Pasado el duelo inicial, encarando esta suerte de sanación, una tarde me hallé caminando en un jardín que, aún con cicatrices de la tormenta matinal, es una bendición para quien está reparando no sólo su espíritu sino su cuerpo. El recorrido tiene la poesía de un bosque europeo con sus matices de verdes y su silencio surcado por pájaros y ráfagas de brisa. El espacio, cerrado para el uso público, tiene el encanto de la privacidad y del profundo respeto por el silencio. Como esas plazas privadas que nos regala Londres y que hizo célebres “Notting Hill”.
Desde mi espíritu convaleciente invito a un compañero recientemente doliente a unírseme. Usando un anglicismo, “hago” conversación, pero mi discurso es propio, no le atañé. Él, un alemán, ario, sensiblemente más alto que yo, sólo puede decir que no puede parar de llorar. Desde su aparente fortaleza y erguida presencia, desde su vida resuelta y sin apremios, desde sus logros familiares y sociales, está quebrado y mudo. Entonces pienso en mi tradición milenaria y recuerdo que frente al doliente lo mejor es callar. Damos juntos dos vueltas al jardín y lo libero, se libera, porque en realidad no hay nada que él pueda sostener si no es el llanto solitario en su habitación. El resto es comedia, artificio, tránsito; el pesar es tal que no tiene palabras.
Ha perdido a su esposa de sesenta y dos años, cuarenta juntos, hace un escasísimo mes; en siete meses el destino quebró su vida y su espíritu. Yo todavía duelo por mi padre de bendita memoria que partió para siempre habiendo cumplido un ciclo de vida. Los duelos no son comparables, nada que yo pueda decir aplica a vidas quebradas por el antojo de la genética. Era justo que mi padre muera a sus ochenta y siete años, y es profundamente injusta la prematura muerte de quienes todavía tienen tanto, tanto para dar.

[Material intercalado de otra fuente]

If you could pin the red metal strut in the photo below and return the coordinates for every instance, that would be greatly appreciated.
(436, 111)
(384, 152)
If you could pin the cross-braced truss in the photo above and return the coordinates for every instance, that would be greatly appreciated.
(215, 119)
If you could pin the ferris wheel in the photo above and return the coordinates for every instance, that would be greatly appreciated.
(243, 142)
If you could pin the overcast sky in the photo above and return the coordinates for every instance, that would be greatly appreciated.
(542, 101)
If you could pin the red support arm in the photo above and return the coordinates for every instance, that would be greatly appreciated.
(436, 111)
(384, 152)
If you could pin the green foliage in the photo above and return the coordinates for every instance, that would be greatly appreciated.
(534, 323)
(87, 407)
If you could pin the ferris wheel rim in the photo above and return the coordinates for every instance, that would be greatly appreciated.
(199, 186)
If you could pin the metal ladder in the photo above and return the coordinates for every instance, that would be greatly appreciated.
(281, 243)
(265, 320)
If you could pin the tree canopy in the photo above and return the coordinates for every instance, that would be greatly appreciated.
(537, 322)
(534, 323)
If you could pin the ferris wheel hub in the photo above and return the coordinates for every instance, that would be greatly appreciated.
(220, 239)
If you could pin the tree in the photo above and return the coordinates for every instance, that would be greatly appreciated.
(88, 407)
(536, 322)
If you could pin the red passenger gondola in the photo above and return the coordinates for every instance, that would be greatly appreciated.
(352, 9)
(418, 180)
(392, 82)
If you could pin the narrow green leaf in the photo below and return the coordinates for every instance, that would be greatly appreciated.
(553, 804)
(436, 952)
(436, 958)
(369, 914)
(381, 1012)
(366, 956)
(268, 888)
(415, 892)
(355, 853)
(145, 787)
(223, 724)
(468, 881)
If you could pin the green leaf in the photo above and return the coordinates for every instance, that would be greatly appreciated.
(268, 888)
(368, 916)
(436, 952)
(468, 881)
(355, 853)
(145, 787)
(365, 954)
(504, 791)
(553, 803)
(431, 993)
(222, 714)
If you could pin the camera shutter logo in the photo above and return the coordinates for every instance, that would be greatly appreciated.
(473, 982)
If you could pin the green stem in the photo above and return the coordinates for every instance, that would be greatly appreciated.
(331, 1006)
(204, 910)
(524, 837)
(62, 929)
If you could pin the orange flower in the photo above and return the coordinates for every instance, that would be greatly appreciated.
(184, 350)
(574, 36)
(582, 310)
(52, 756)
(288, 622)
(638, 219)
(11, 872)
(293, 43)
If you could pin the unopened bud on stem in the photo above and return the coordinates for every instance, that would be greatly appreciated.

El año que ha cerrado, en un sentido amplio del mismo, se ha llevado prematuramente no poca gente; alguna anónima para mí, como esta señora alemana; otros entrañables y queridos compañeros y amigas de todas las épocas, gentes que figuran en mis álbumes de fotos e inundan mi memoria; y también algún referente cuya vida me inspira y cuya prematura partida nos priva de su voz, para siempre.
Mientras doy una vuelta más al jardín y el alemán alto y erguido sube quebrado los pocos escalones que lo llevan no sabe a dónde, yo pienso que tengo este privilegio de poder sanar el cuerpo, reparar el alma, y si cierta providencia me acompaña, seguiré caminando unos cuantos años más sobre la tierra, y como dice la versión hebrea de la “Canción de los Viejos Amantes”, envejeciendo junto a mis amores. Mientras tanto, no puedo ignorar mis cicatrices, mi cuerpo que se desborda, mis apetitos que me doblegan más frecuentemente de lo que quisiera. Todos tenemos un sino; todo lo demás depende de uno.
Con el corazón lleno de compasión y misericordia, restringiendo mi abusado recurso de la palabra, porque ante las pérdidas de tal magnitud no hay nada que decir, porque el recuerdo de los difuntos no es consuelo sino dolor, y porque quiero cerrar un ciclo de sufrimiento personal, es que me he dedicado no a “lamer mis heridas” sino a sacarlas a la luz y caminar con ellas. La vida deja cicatrices; la historia también. Lo irreversible para mí ha sido un aprendizaje, para otros es una tragedia. A diferencia de este alemán quebrado que se me cruzó en la vida, este judío todavía tiene un relato.